Puerto Asís, Putumayo, Colombia. Puerto Asís, Putumayo, Colombia. After years of anguished searching Rubiela managed to bury her son Jáder. 

After years of anguished searching Rubiela managed to bury her son Jáder.
© ICRC / S. Giraldo

“My son never turned up”

“The last time he called us, my son Arcesio said that he was coming to see us” says Ancízar Osorio in a faltering voice, after eight years of not knowing where his son is.  
One month after his disappearance, the Osorio family went to Chocó to begin their search which included, among other steps, the exhumation and irregular reburial by a gravedigger, without the authorities’ backing, of a body which they thought to be that of their son. Eight years later forensic science proved that this was not so.  

After looking at photographs in the possession of the National Directorate of Prosecution Services, Ancízar and his family are now certain that, after Arcesio died, he was taken to the cemetery at Itsmina where, however, it has proved impossible to find the place where the mortal remains of the young man from Putumayo lie.  

In Colombia, many people are buried anonymously in cemeteries throughout the country, a situation which prolongs their relatives’ uncertainty and searches.

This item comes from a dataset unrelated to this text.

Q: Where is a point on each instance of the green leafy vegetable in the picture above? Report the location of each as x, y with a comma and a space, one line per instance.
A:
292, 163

The ICRC, being aware of this reality, is working to improve the protection and identification of mortal remains.   

Puerto Asís, Putumayo, Colombia. Luz Mary travelled from Putumayo to Santa Marta, on the other side of the country, to receive the mortal remains of her brother Rodolfo. 

Luz Mary travelled from Putumayo to Santa Marta, on the other side of the country, to receive the mortal remains of her brother Rodolfo.
© ICRC / S. Giraldo

“Fear left me speechless”

On 18 February last year, Luz Mary travelled to Santa Marta, the capital of the coastal department of Magdalena, to receive the mortal remains of her brother Rodolfo. When she arrived in the town she was sad in the knowledge that she would never see him alive again, yet serene because she had found his body seven years after he had disappeared.

Luz Mary considers herself lucky. Unlike many families who are still tirelessly searching for their loved ones, her case was solved quickly with few problems. “In 2012 I was informed that my brother’s remains were in Santa Marta (Magdalena). The Red Cross helped me with transport and travel expenses so that I could go and collect them.”

“In Colombia there are fathers, mothers, siblings, spouses, children, men and women who search desperately day after day for their missing relatives” explains Rubén Darío Pinzón, from the ICRC. “Many families face the harsh reality of uncertainty, of not knowing for years what has happened to people they love.”

*All names in this article have been changed to protect victims’ safety.